Bab 4
Makhluk yang berubah menjadi manusia mungkin masih bisa mempertahankan sedikit akal sehat dan kesadaran, tetapi begitu mereka kembali ke wujud aslinya, itu berarti mereka sepenuhnya kembali ke sifat liar mereka. Darah dan pembunuhan adalah yang mereka cari.

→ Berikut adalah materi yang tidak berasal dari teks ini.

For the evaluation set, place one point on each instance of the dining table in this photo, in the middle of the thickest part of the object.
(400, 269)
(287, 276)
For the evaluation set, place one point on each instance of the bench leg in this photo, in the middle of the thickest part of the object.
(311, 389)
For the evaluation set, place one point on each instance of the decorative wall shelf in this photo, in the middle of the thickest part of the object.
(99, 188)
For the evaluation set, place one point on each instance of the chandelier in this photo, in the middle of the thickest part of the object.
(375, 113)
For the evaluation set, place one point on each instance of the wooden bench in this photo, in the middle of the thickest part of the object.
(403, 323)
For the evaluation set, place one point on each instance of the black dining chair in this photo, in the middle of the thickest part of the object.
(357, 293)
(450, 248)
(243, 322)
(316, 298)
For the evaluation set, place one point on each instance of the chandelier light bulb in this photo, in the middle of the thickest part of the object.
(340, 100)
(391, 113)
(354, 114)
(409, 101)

Tiba-tiba, suara dentuman keras terdengar, langit malam yang hitam pekat diterangi oleh kilatan cahaya putih yang menyilaukan. Sesuatu yang berat jatuh ke tanah dengan bunyi gedebuk.
Ketika cahaya putih memudar, malam menjadi semakin gelap.
Setelah Unos dan Seratus Luka menyesuaikan diri dengan kegelapan yang lebih pekat, mereka mencium aroma samar alkohol. Chun Jing sudah berdiri di belakang mereka.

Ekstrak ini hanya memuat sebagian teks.